At one home in East Walnut Hills, there are no locks on the doors so vagrants can walk right in.
"Homeless people were coming in and breaking out the windows, sleeping in the house, urinating. Feces was in there. They were tearing down the blinds. They were stealing the sinks." Said Sharon Norman who lives across the street.
Long time resident Melvin Lumpkin says abandoned properties attract trouble.
"They've had a lot of drug transactions in this particular yard," Lumpkin said.
It's a scenario that happens over and over and brings down property values. Kevin Wright with the Walnut Hills Redevelopment Foundation says abandoned properties can be reported with the Cincinnati City Hall Mobile app.
"You can see that house pop on your phone. It will tell you the address of the house and you just type in that the front door is wide open, the weeds are overgrown, the windows are broken and the city receives those requests and comes out and fixes the problem," Wright explained.
Bill Jacoby, supervising sanitarian with the Cincinnati Health Department, says his agency is flooded with complaints.
"Since the foreclosure crisis a few years ago, the number of complaints related to these abandoned properties continues to rise for the past several years. We've averaged between 11,000 and 12,000 complaints a year," said Jacoby.
Ed Cunningham with the Cincinnati's Code Enforcement Department says the city has a program to tear down some of the worst properties.
"The Hazard Abatement Program demolishes abandoned, obsolete, dilapidated or blighted property if the owner is unable or unwilling to repair them or demolish them themselves," Cunningham explained.

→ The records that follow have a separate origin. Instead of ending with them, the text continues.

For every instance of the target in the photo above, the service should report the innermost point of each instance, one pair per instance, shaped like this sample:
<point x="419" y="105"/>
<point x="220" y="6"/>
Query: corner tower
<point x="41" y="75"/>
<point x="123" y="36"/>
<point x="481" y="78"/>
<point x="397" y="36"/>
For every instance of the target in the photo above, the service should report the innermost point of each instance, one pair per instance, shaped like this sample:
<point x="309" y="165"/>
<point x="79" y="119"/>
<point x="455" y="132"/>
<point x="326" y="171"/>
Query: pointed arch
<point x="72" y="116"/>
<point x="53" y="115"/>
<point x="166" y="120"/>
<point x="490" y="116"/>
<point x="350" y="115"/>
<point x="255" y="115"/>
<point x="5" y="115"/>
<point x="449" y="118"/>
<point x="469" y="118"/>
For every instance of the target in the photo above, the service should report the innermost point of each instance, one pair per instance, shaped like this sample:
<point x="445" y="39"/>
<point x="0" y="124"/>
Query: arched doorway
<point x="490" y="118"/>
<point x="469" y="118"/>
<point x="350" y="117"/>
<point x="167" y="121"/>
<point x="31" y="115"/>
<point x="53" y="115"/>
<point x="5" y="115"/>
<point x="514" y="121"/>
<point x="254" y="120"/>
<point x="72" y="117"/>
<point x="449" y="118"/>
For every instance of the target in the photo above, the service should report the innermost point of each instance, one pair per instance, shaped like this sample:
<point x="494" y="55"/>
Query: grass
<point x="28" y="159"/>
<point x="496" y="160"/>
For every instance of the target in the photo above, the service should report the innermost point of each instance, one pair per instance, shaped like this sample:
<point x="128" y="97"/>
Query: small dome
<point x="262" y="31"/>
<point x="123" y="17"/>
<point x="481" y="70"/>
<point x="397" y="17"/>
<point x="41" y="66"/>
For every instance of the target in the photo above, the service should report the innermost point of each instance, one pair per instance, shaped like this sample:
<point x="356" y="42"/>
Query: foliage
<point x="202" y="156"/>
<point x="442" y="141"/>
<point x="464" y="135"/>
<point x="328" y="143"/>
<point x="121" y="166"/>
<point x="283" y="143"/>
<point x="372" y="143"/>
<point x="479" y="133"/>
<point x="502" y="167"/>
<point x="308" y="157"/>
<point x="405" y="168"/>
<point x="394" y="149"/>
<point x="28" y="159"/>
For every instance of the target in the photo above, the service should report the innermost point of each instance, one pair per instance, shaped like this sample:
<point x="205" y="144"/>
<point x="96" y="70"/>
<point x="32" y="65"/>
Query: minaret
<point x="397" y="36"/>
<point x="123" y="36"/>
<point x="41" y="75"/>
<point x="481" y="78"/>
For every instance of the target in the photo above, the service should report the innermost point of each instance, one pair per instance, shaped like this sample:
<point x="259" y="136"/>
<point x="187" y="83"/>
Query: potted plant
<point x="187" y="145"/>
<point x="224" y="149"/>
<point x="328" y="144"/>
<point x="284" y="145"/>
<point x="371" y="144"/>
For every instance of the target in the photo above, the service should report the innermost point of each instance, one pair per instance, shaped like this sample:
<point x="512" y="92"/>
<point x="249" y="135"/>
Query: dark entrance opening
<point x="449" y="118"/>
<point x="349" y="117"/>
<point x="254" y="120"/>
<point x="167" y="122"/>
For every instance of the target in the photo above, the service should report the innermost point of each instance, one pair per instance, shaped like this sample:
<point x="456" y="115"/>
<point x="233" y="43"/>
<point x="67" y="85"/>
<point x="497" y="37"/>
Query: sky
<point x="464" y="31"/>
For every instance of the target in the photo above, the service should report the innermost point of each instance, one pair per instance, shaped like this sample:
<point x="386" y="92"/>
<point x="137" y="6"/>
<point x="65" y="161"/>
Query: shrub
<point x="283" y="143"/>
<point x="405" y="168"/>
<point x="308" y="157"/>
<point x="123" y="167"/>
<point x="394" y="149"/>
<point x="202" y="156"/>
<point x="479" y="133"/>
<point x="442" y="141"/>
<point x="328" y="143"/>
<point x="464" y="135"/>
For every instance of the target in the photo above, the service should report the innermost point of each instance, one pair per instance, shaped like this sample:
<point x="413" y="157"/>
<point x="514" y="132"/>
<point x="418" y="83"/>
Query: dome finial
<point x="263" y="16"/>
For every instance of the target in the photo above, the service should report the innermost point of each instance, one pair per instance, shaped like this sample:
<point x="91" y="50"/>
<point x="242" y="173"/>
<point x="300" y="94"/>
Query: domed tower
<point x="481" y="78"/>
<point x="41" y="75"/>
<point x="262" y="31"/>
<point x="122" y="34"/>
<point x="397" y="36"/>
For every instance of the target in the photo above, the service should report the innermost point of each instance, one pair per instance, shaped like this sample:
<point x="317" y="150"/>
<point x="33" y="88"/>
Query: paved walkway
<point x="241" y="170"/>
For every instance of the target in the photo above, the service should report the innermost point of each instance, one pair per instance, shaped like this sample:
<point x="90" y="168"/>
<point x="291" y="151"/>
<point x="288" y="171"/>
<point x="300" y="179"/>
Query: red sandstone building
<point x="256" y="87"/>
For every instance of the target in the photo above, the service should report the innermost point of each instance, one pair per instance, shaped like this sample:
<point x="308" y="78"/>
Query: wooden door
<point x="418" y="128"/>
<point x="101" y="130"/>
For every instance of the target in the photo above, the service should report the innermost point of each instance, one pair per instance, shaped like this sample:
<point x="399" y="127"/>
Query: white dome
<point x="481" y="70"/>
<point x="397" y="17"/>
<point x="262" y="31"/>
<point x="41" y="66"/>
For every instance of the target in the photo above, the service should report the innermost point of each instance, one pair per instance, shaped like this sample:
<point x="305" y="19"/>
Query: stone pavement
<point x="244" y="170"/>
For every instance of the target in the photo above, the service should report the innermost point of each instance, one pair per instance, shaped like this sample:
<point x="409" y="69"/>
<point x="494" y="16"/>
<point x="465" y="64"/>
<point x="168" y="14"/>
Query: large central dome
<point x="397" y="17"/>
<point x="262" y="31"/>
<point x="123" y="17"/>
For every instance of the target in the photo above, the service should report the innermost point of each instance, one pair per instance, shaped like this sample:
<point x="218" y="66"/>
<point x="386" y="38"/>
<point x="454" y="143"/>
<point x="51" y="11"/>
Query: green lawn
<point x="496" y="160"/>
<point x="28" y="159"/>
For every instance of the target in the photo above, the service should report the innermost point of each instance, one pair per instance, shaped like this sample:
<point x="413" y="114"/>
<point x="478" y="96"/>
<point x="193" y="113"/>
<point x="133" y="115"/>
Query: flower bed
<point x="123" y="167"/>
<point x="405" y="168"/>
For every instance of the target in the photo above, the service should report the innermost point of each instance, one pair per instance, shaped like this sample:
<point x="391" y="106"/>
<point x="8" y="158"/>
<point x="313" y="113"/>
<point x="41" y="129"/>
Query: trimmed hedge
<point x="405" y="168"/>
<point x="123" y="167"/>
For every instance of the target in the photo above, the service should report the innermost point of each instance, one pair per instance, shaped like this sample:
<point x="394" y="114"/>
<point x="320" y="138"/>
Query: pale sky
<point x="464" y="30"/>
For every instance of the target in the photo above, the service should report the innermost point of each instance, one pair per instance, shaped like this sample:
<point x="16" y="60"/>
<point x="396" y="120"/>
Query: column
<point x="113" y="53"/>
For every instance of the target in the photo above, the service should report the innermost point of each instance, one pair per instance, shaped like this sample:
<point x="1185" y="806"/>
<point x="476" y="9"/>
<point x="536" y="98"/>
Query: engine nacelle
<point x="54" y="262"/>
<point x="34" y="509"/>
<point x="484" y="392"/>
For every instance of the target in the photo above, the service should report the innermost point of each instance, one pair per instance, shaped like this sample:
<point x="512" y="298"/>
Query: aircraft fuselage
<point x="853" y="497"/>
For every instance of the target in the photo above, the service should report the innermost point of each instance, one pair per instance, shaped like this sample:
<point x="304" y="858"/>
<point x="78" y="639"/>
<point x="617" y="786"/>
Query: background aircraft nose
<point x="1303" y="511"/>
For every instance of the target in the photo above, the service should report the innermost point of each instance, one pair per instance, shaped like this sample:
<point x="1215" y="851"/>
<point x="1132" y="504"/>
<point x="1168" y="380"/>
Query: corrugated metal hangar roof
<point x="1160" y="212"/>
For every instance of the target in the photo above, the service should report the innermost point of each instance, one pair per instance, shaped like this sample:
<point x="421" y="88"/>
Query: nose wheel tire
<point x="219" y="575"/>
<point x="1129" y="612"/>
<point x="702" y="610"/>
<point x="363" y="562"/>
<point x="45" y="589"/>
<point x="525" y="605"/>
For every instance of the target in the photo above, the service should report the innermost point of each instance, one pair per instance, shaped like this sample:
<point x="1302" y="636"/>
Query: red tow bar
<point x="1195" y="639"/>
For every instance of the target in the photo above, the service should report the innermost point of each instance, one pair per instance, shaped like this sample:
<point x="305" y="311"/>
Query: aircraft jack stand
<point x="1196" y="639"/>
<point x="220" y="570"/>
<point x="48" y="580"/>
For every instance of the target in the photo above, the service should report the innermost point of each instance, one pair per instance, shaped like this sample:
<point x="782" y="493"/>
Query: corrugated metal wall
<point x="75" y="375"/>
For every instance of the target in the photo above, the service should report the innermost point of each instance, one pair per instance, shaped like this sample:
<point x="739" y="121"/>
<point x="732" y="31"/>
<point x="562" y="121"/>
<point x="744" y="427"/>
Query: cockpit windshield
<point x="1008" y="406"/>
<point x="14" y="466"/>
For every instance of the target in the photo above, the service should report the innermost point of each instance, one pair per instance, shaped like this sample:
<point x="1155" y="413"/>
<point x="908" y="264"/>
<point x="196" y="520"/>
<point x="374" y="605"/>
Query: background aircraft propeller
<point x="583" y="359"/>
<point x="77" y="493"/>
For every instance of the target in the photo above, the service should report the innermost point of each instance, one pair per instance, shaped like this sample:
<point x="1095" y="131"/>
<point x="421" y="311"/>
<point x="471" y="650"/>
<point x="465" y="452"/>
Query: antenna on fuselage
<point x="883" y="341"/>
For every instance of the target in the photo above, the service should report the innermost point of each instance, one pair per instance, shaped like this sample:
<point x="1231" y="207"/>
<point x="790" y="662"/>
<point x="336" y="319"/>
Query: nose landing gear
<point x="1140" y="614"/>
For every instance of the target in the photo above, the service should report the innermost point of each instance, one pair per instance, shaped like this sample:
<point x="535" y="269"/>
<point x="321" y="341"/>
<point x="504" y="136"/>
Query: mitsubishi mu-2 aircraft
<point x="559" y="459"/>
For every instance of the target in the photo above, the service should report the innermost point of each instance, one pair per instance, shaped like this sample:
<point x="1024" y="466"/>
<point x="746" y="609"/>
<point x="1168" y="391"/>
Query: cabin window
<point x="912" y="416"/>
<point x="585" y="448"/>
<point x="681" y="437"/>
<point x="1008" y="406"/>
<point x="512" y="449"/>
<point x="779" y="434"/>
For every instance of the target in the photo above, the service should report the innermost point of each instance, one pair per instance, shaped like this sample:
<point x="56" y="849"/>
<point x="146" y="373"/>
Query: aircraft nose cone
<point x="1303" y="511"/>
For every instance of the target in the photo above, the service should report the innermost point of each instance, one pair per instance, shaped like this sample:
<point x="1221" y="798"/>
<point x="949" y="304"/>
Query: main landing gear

The demolitions are funded through an $11 million state grant. Up to 600 abandoned homes in the city will be demolished this year.
Gail Paul with the Port of Greater Cincinnati Development Authority says the wrecking ball isn't the only solution.
"There are many other properties that have redevelopment value. They have historic value, and we work directly with communities, very closely targeting those to bring new life to those properties," said Paul.